In 2010 Steve Jackson Games started republishing back issues in PDF format.

==Editors==
- Metagaming
- C. Ben Ostrander: #9 (Dec./Jan. 1976) – #26 (Jan./Feb. 1980)
- Howard Thompson: #1 (copyright 1975) – #5 (Mar./May 1976)
- Steve Jackson Games
- Aaron Allston: #52 (June 1982) – #65 (Sept/Oct 1983)
  - Also Fantasy Gamer: #1 (Aug./Sep. 1983) and co-edited Number #2 (Dec./Jan. 1984)
- Christopher Frink: #66 (Nov./Dec. 1983) – #69 (May/June 1984)
  - Also Fantasy Gamer: co-edited #2 (Dec./Jan. 1984) and edited #3 (Feb./Mar. 1984) – #6 (June/July 1984)
- Forrest Johnson: #28 (May/June 1980) – #51 (May 1982)
- Steve Jackson: #27 (Mar./Apr. 1980)
- Warren Spector: #70 (July/Aug. 1984) – #76 (Sept/Oct 1985)
- Diverse Talents Incorporated
- Anne Jaffe: #77 (Jan./Feb. 1987) – #82 (July/Aug. 1988)
- 3W Inc.
- Barry Osser & Jay Adan: Vol.II, No.1 (#86, July/Aug. 1989) – Vol.II, No.2 (#87, Oct./Nov. 1989)
- Jeff Albanese & Perrin D. Tong: #83 (Oct./Nov. 1988) – #85 (Jan./Feb. 1989)
- Future Combat Simulations
- Jeff Albanese & Perrin D. Tong: #88 (Mar./Apr. 1990) {The majority of the articles printed in issue #88 were from works originally edited by Barry Osser prior to the demise of 3W Inc. and were not credited to him.}
- Better Games
- Pat Mannion: #1 (Sep./Oct. 1992) – #3 (Jan./Feb. 1993)
- Red Dog: #4 (Mar./Apr. 1993) – #8 (©1994, states "93rd Issue of Publication" but was actually the 96th overall)

==Reception==
In his review column "Triumphs & Tragedies" in The Strategic Review #6, Gary Gygax rated The Space Gamer a Triumph, noting that it includes "Sci-Fi, Fantasy, reviews, news, letters, ads, essays, and more, in a very neat and well printed format."

In Issue 7 of Perfidious Albion, Charles Vasey reviewed the first issue and commented, "Generally, this first issue was very interesting, with much promise for the future." A month later, Vasey found the second issue "not quite as interesting, largely because they seem to be in the lull between setting out their intentions in grand style in No. 1, and asking for contributions, and the point where the articles start to come in (if they ever do) ... However, they remain in a very good position to grow with the SF game hobby, and once they do get over the difficult period the magazine should be a mine of information on the various SFD games." In Issue 21 of Perfidious Albion, Vasey reviewed Space Gamer No. 11 and commented, "Rather too obviously a house organ with a very small group of writers. Worth considering if you buy SF games — not for those who admire well-written SF."

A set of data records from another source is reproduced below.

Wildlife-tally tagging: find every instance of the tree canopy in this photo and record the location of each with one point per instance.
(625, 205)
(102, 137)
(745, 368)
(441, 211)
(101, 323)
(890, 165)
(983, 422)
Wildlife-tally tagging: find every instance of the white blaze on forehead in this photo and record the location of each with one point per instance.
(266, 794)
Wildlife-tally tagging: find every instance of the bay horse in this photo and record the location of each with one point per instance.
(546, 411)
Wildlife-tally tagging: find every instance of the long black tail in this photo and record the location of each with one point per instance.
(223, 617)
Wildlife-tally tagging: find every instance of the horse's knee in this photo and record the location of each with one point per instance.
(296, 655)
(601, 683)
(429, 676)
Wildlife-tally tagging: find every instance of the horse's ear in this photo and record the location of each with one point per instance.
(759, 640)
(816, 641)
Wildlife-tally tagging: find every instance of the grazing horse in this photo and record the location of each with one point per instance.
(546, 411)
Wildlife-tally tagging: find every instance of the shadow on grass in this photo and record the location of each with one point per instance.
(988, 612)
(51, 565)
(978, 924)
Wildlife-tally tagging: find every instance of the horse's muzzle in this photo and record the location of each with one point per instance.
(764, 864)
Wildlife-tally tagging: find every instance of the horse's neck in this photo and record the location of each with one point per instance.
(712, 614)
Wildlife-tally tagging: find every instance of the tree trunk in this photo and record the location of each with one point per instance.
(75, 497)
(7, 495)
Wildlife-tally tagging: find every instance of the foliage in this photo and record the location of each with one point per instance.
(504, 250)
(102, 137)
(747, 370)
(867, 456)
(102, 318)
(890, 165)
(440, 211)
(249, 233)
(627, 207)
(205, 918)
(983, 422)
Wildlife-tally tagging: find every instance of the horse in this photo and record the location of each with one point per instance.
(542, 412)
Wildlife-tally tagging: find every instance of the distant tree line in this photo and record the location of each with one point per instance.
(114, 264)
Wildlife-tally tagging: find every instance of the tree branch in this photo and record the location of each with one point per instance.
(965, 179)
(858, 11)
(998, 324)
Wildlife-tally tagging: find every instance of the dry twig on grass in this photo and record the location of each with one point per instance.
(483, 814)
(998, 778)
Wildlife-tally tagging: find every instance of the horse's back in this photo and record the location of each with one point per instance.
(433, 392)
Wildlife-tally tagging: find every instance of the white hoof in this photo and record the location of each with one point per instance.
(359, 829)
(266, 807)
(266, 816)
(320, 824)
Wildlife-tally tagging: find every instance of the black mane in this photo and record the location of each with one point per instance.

In Issue 15 of Abyss, Dave Nalle commented, "TSG has a lot of weaknesses. Articles are of uneven quality and the editing is done by die roll. However, it has a significant strength in its emphasis on reviews." Nalle concluded by giving it an overall score of 3 out of 10, saying, "This is a useful if specialized magazine."

In Issue 195 of Dragon, Lester W. Smith reviewed the magazine after it had been taken over by Better Games and noted that he had found the games published by this company to be innovative, but with a general "shoddiness of language." Smith noted that the first issue of this magazine "betrays something of that same mix of interesting ideas but rough presentation ... However, each issue shows dramatic improvement over its predecessor, and issue #4 is a real beauty." Smith concluded, "I recommend that you take a look at this new incarnation of Space Gamer/Fantasy Gamer magazine. While the material within is often too quirky for use in standard science-fiction or fantasy campaigns, it bears many good ideas."

==Awards==
- 1977: Charles S. Roberts Award for Best Semiprofessional Magazine.
- 1982: Origins Award for "Best Professional Roleplaying Magazine".